The distribution of methylation index by gender in the LSC. The median of methylation index in males was higher than that seen in females (3 versus 2 genes methylated, P=8.1×10−12).

The PHASE program was used to reconstruct the haplotypes and to calculate their estimated probabilities from the htSNPs data in a block in Caucasians and Hispanics separately (28,29). The probabilities of the common haplotypes for each individual were used as explanatory variables in the Poisson regression model with adjustment for non-genetic factors to assess the association between the haplotypes and methylation index. Haplotypes with frequency <5% were combined into one group.

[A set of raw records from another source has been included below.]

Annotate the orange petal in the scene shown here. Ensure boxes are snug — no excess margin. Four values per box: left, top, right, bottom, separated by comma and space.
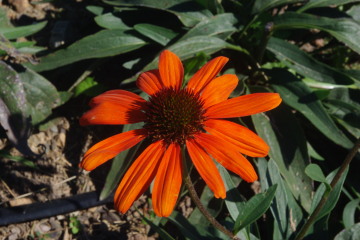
136, 69, 162, 95
186, 139, 226, 198
205, 93, 282, 118
159, 50, 184, 89
80, 129, 146, 171
205, 119, 269, 157
152, 143, 182, 217
195, 133, 258, 182
201, 74, 239, 108
187, 57, 229, 93
80, 101, 146, 126
89, 89, 146, 109
114, 141, 165, 213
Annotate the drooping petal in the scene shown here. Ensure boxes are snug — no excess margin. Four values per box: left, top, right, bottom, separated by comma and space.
159, 50, 184, 89
152, 143, 182, 217
205, 119, 269, 157
114, 141, 165, 213
205, 93, 282, 118
89, 89, 146, 109
80, 129, 146, 171
136, 69, 163, 95
195, 133, 258, 182
201, 74, 239, 108
186, 139, 226, 199
80, 101, 146, 126
187, 57, 229, 93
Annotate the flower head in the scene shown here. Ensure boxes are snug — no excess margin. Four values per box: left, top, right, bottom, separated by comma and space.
80, 50, 281, 216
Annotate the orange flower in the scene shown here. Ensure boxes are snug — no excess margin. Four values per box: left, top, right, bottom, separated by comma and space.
80, 50, 281, 217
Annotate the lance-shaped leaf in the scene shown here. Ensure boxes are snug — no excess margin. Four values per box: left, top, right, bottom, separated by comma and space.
298, 0, 359, 12
251, 98, 312, 211
251, 0, 305, 14
274, 12, 360, 53
258, 158, 303, 239
104, 0, 212, 27
234, 185, 277, 233
311, 168, 349, 220
29, 29, 146, 71
269, 69, 353, 148
266, 37, 354, 85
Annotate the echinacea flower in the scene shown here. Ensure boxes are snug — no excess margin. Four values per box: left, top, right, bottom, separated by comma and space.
80, 50, 281, 217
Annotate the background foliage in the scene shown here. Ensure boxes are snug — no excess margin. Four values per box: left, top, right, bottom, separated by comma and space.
0, 0, 360, 240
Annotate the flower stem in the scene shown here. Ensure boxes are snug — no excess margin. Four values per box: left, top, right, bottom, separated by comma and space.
184, 174, 239, 240
295, 138, 360, 240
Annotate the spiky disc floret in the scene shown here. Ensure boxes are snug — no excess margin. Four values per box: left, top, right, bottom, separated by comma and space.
144, 88, 205, 144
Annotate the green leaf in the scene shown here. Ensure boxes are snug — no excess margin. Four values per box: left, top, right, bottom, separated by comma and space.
251, 0, 305, 14
134, 23, 178, 46
29, 30, 146, 72
0, 7, 12, 29
181, 13, 238, 40
188, 186, 223, 227
346, 4, 360, 23
86, 5, 104, 15
269, 69, 353, 148
266, 37, 354, 84
258, 158, 303, 239
307, 142, 325, 161
74, 77, 106, 97
0, 61, 60, 124
334, 223, 360, 240
273, 12, 360, 53
142, 216, 175, 240
0, 21, 47, 39
0, 150, 38, 169
195, 0, 224, 14
104, 0, 212, 27
138, 36, 228, 75
18, 68, 60, 124
234, 185, 277, 233
251, 102, 312, 212
305, 163, 326, 183
217, 164, 244, 221
168, 211, 203, 240
343, 198, 360, 229
94, 13, 131, 30
311, 168, 349, 220
297, 0, 359, 12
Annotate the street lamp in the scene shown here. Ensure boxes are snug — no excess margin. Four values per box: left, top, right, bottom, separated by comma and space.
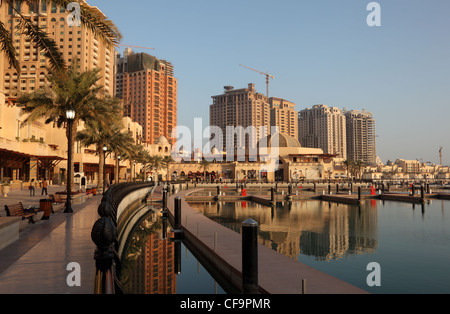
64, 108, 75, 213
103, 145, 108, 194
117, 155, 120, 183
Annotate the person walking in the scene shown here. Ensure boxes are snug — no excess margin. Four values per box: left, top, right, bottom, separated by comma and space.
41, 178, 48, 195
30, 179, 36, 196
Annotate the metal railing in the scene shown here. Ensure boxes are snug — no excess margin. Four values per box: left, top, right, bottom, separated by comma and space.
91, 182, 155, 294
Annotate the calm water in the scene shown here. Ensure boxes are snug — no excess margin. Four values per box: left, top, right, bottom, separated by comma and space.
191, 200, 450, 293
120, 212, 225, 294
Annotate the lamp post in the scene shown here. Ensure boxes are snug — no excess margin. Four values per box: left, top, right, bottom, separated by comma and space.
103, 145, 108, 194
117, 155, 120, 183
64, 108, 75, 213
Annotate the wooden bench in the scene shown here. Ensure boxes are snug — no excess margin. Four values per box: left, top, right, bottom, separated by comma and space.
5, 202, 36, 223
50, 194, 65, 204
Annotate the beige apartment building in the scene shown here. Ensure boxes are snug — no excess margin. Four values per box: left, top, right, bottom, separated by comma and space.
115, 48, 177, 144
0, 1, 132, 186
209, 83, 270, 151
269, 97, 298, 139
0, 1, 114, 98
345, 110, 377, 165
298, 105, 348, 159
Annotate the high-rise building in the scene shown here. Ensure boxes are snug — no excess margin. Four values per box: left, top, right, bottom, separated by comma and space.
209, 83, 270, 151
0, 0, 114, 97
345, 110, 377, 165
298, 105, 347, 159
115, 49, 177, 145
269, 97, 298, 139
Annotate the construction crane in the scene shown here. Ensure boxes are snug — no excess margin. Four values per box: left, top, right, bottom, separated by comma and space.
117, 45, 155, 50
239, 64, 275, 98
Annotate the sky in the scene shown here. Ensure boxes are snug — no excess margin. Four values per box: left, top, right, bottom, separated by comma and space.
87, 0, 450, 165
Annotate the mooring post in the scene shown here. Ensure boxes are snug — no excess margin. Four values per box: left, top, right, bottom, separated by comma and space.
163, 189, 167, 212
242, 218, 258, 294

The genotype – expression correlation in NHBECs was examined for the SNPs associated with the methylation index. The expression data was presented by setting the level of gene expression with wild homozygote genotypes at 100%. The expression level with heterozygote and variant homozygote was calculated as the ratio relative to that of the wild homozygote. The genotype expression correlation was then analyzed using logarithm-transformed values of the relative quantification of gene expression because this transformation satisfies the normality and homoscedasticity assumption. Logarithm transformed gene expression with high MAF was compared across genotypes using the one way ANOVA. For SNPS with low MAF, a dominant model that combines variant homozygotes and heterozygotes was applied and the difference between the two genotype groups was compared using the student t test. The statistical analyses were conducted using SAS software, version 9.2 (SAS Institute, Cary, NC).

Results

Association between individual SNPs and methylation index

Individual SNP association analysis identified 109 SNPs associated with the methylation index with P value < 0.10 in the discovery stage (Table 2; not shown). These 109 SNPs were then analyzed in the replication stage. Eleven SNPs in LIG1, TP53, BIK, BMF, and BAK1 were associated with methylation index with P ≤ 0.05 in the replication stage (Table 2). Seven of these 11 SNPs were tag SNPs in LIG1. Combined analysis showed that the overall P value for three SNPs including rs1641511, rs3730859, and rs1883264 reached study-wide significance (Bonferroni corrected P = 8.2×10−5). All other SNPs genotyped in the replication stage failed to replicate the associations observed in the discovery stage at the significance level of 0.05. Relaxing the P value from 0.10 to 0.15 for identifying SNPs to be carried over into the replication stage did not identify any additional SNPs reaching study-wide significance.

Table 2.

SNPs with the most significant association with gene methylation based on a 12-gene panel in the LSC *

Genes SNPs Discovery (n=713) Replication (n=721) Combined analysis (n=1434)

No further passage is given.